The regulation encourages this practice as a way to reduce the number of occasions users are asked to make cookie choices, which can undermine the consent process by making them more likely to simply click through without reading.
Google explains how to whitelist sites in the Chrome browser. Under the ePrivacy Directive, whitelisted sites can treat this setting as consent:
Under the ePrivacy regulation, it's normally only legal to send direct marketing (including emails) to somebody with their prior consent.
The Regulation does say that if a customer makes a purchase, you can use their contact details to market similar goods and services to them later on.
However, you must give the user a clear and easy way to object to this marketing, not only when you first collect their contact details, but every time you send them marketing messages.
Individual EU countries will be able to make laws that put a time limit on sending marketing messages after a purchase.
This exemption only covers using the contact details for your own marketing. You can't share the details with a third party or use them to send marketing messages on behalf of a third party.
Enforcement of the ePrivacy Regulation
The ePrivacy regulation would be enforced in a similar way to the GDPR with each country having one or more supervisory authorities, cooperating through the European Data Protection Board.
The maximum fine for breaching the ePrivacy Regulation is €10 million or two percent of a business's annual turnover, whichever is bigger.
A supervisory authority can order a business to take an action or change its behavior following a breach. Refusing to follow this order can mean a maximum fine of €20 million or four percent of a business's annual turnover, whichever is bigger.
Individual countries can set out their own rules for penalties other than fines. This could include a temporary or permanent restriction on data processing.
Let's recap what you need to know about the ePrivacy Regulation.
- The ePrivacy Regulation is a proposed European Union law. It would have legal effect in all European Union countries two years after it passes. It would not apply to the United Kingdom.

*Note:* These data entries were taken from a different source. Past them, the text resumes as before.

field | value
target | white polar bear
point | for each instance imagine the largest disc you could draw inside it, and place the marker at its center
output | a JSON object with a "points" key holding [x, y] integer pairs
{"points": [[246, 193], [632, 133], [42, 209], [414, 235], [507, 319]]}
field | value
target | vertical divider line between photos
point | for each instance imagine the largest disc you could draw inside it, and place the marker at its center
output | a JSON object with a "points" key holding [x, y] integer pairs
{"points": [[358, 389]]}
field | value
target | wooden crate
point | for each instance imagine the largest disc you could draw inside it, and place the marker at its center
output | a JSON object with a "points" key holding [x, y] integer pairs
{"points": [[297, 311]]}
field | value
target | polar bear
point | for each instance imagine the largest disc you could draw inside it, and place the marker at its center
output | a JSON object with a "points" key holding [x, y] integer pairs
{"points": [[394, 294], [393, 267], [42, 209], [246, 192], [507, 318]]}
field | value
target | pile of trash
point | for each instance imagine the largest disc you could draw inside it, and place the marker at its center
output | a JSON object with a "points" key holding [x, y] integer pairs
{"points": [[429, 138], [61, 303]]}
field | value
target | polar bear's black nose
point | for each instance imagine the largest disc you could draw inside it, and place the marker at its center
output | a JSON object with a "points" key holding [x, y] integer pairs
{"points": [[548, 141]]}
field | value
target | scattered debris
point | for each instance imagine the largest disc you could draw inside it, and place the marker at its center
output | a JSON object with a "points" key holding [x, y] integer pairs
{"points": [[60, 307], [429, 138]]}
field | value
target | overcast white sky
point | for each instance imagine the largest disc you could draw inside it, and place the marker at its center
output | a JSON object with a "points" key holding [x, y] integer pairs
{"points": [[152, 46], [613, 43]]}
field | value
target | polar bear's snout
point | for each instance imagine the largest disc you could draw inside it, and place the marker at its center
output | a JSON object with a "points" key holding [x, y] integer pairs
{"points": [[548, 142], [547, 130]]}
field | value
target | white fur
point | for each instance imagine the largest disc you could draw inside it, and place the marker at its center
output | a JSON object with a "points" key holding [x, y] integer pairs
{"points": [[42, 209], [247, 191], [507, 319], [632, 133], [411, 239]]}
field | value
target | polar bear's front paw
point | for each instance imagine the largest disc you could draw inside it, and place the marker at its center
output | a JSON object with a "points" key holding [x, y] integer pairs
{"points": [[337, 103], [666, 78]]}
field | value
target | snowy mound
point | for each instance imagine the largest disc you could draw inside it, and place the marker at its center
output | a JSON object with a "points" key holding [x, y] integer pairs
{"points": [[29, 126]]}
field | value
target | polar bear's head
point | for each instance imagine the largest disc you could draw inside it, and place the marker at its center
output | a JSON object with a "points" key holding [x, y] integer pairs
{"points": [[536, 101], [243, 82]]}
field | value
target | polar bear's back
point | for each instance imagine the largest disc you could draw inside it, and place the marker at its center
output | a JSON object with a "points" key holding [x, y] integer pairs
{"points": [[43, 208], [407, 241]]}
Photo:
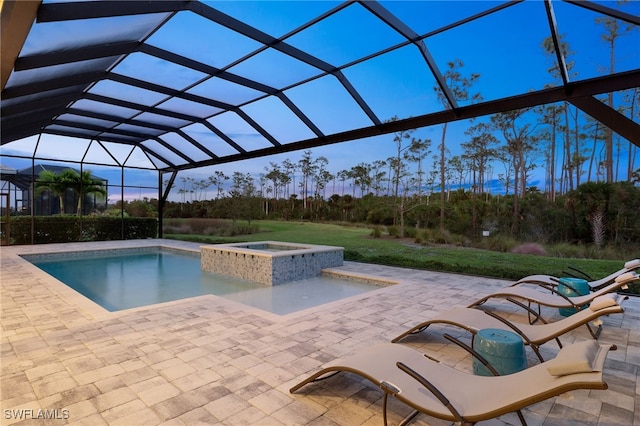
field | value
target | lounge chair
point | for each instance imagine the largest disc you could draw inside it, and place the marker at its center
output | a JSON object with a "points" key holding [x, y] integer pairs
{"points": [[474, 320], [555, 299], [445, 393], [549, 280]]}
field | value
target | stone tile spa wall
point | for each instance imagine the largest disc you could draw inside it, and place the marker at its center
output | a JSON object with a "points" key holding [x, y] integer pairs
{"points": [[270, 262]]}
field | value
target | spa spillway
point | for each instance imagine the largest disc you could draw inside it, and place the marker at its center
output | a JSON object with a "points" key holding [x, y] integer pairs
{"points": [[270, 262]]}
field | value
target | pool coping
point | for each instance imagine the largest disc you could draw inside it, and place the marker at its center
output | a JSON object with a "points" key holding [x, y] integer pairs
{"points": [[95, 310]]}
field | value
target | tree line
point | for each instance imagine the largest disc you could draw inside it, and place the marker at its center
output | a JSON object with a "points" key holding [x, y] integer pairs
{"points": [[507, 148]]}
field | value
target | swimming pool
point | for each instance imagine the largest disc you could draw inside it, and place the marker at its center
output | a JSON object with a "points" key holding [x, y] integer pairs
{"points": [[131, 278]]}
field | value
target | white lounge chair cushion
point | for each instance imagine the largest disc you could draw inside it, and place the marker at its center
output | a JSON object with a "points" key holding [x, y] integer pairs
{"points": [[576, 358], [603, 301], [632, 264]]}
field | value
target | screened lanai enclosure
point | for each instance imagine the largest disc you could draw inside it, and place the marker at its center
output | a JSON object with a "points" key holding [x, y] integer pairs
{"points": [[134, 92]]}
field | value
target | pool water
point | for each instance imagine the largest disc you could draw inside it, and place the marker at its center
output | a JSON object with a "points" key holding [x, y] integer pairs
{"points": [[129, 279]]}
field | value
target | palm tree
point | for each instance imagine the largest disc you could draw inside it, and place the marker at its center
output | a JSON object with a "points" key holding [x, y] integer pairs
{"points": [[85, 184], [58, 184], [55, 183]]}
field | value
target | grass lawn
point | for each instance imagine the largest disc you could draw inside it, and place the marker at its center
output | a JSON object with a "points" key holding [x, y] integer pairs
{"points": [[360, 246]]}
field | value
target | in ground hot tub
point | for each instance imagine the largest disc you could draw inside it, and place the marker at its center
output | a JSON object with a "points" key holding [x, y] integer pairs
{"points": [[270, 262]]}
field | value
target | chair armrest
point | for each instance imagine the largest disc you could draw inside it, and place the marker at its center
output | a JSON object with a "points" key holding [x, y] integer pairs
{"points": [[473, 353], [433, 389]]}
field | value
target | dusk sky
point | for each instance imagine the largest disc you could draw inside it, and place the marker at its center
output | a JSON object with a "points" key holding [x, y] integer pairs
{"points": [[503, 48]]}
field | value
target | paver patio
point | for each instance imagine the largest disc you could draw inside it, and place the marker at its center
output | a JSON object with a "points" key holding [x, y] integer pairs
{"points": [[207, 360]]}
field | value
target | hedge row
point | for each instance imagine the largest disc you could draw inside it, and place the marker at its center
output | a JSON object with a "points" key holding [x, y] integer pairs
{"points": [[64, 229]]}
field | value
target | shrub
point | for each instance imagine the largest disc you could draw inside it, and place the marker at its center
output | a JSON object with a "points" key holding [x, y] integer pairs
{"points": [[530, 248], [499, 242], [393, 231], [65, 229]]}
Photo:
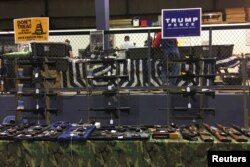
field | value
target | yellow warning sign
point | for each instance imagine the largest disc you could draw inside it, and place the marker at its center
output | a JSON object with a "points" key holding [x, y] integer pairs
{"points": [[31, 29]]}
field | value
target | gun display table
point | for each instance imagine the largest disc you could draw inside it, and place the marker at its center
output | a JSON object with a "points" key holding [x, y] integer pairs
{"points": [[111, 153]]}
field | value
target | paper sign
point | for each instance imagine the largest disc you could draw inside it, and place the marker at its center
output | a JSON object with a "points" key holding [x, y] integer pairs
{"points": [[31, 29]]}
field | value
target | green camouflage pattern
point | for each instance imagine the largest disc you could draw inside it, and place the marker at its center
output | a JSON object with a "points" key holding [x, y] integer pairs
{"points": [[152, 153]]}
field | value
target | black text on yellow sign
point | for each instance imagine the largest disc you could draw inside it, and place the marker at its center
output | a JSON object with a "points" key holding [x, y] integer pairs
{"points": [[31, 29]]}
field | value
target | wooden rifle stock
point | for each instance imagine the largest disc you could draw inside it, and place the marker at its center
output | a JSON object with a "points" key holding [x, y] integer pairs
{"points": [[217, 133], [244, 131], [231, 132]]}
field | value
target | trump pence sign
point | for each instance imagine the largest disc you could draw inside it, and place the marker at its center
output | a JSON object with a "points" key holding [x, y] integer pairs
{"points": [[181, 22]]}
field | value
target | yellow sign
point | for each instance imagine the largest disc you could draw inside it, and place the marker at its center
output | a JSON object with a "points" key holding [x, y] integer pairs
{"points": [[31, 29]]}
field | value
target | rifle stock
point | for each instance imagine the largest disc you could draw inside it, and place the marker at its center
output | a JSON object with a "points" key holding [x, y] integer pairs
{"points": [[217, 133], [231, 132]]}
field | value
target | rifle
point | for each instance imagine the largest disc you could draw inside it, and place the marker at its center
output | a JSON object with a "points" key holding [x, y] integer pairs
{"points": [[112, 110], [244, 131], [204, 134], [187, 134], [217, 133], [232, 132]]}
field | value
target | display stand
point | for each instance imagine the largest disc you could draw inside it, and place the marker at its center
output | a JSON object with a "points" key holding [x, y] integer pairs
{"points": [[111, 92], [194, 75]]}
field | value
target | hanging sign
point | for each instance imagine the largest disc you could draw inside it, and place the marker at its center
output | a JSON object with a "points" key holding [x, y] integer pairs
{"points": [[31, 29], [181, 22]]}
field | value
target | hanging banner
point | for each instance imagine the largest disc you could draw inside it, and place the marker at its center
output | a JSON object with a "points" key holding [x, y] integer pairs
{"points": [[181, 22], [31, 29]]}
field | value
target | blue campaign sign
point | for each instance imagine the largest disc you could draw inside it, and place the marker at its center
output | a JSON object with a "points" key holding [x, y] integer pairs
{"points": [[181, 22]]}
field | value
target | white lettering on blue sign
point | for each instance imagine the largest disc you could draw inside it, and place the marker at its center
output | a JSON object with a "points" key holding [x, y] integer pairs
{"points": [[181, 22]]}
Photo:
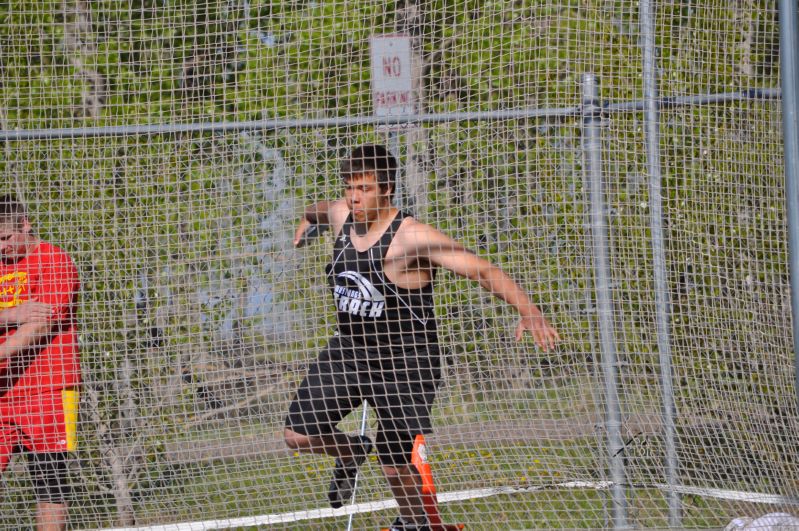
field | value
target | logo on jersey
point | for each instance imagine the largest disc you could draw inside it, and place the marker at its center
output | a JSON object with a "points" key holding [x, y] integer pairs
{"points": [[364, 301], [12, 287]]}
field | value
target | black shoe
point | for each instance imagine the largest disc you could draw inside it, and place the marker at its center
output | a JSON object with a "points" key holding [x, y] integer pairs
{"points": [[400, 525], [343, 483]]}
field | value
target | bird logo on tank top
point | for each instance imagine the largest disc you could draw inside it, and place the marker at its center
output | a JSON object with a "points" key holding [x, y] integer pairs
{"points": [[364, 300]]}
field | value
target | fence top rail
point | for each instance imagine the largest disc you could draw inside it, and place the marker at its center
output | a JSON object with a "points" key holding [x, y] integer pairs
{"points": [[396, 121]]}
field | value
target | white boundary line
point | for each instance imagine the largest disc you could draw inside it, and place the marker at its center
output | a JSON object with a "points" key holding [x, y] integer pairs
{"points": [[446, 497]]}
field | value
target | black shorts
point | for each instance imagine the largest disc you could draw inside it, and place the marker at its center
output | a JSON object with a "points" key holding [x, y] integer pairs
{"points": [[343, 378], [49, 476]]}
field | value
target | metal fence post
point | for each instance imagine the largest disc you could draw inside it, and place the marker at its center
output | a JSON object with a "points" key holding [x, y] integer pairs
{"points": [[592, 171], [789, 74], [662, 302]]}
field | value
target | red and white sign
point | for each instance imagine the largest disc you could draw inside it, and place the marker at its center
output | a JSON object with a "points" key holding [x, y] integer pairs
{"points": [[392, 86]]}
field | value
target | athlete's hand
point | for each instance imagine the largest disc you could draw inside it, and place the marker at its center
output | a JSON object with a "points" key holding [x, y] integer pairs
{"points": [[30, 311], [301, 228], [543, 333]]}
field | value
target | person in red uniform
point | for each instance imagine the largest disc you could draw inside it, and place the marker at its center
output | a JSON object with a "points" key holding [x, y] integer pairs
{"points": [[39, 365]]}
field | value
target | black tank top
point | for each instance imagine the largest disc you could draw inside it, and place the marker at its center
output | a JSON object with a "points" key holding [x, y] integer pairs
{"points": [[373, 312]]}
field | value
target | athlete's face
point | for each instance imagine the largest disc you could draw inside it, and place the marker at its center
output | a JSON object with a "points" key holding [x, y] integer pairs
{"points": [[15, 239], [365, 197]]}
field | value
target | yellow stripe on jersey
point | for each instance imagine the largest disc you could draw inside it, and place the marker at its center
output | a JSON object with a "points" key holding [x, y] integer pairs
{"points": [[70, 398]]}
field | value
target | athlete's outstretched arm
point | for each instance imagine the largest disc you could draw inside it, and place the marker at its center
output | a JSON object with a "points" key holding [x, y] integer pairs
{"points": [[332, 213], [441, 250]]}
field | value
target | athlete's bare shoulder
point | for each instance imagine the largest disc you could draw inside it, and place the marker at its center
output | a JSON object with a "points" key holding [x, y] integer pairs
{"points": [[337, 213], [417, 238]]}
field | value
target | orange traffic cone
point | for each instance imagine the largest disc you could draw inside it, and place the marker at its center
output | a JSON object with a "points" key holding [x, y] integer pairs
{"points": [[429, 498]]}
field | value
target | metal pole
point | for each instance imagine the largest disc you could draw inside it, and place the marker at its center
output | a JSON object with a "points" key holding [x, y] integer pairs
{"points": [[789, 74], [592, 170], [662, 302]]}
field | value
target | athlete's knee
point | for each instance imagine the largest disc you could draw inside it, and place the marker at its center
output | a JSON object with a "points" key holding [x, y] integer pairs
{"points": [[296, 441], [397, 472]]}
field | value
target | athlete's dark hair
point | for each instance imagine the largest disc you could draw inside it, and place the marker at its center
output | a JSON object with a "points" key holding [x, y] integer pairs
{"points": [[372, 157], [11, 210]]}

- The Regulation would replace the 2002 Privacy and Electronic Communications Directive. It would work alongside the GDPR and would take priority if the two regulations conflicted.
- Unlike the GDPR, the ePrivacy Regulation would only cover cases where the end user (the data subject) is in a European Union country.
- The Regulation covers both data and metadata sent over a publicly available network. It covers data about living people and "legal persons" such as a corporation.
The main point of the Regulation is that you cannot process, access or data without consent. Key exemptions include:
- Processing data to check for malware or comply with the law
- Processing metadata to calculate bills, detect fraud, or protect people's vital interests
- The Regulation also says you cannot process or store data on a user's device or collect data from a user's device without consent unless you need to do so to provide a requested service.
- The Regulation confirms user consent for cookies must be based on a meaningful choice.
- You can't make consent to non-essential cookies the sole condition for accessing a site (a cookie wall). You can make it an alternative to paying for access (a paywall), though this isn't allowed for some sites such as a public authority offering a service to citizens.
- If you collect customer contact details for a purchase, you can use them to send messages marketing your own products and services. You don't have to get specific consent but you must offer customers a chance to opt-out, both when you collect the contact details and every time you send a marketing message.
- The maximum penalty for breaching the ePrivacy Regulation is €10 million or two percent of a business's annual turnover, whichever is bigger.
- Supervisory authorities can order you to take or cease actions after a breach. Defying this order can lead to a penalty of €20 million or four percent of a business's annual turnover, whichever is bigger.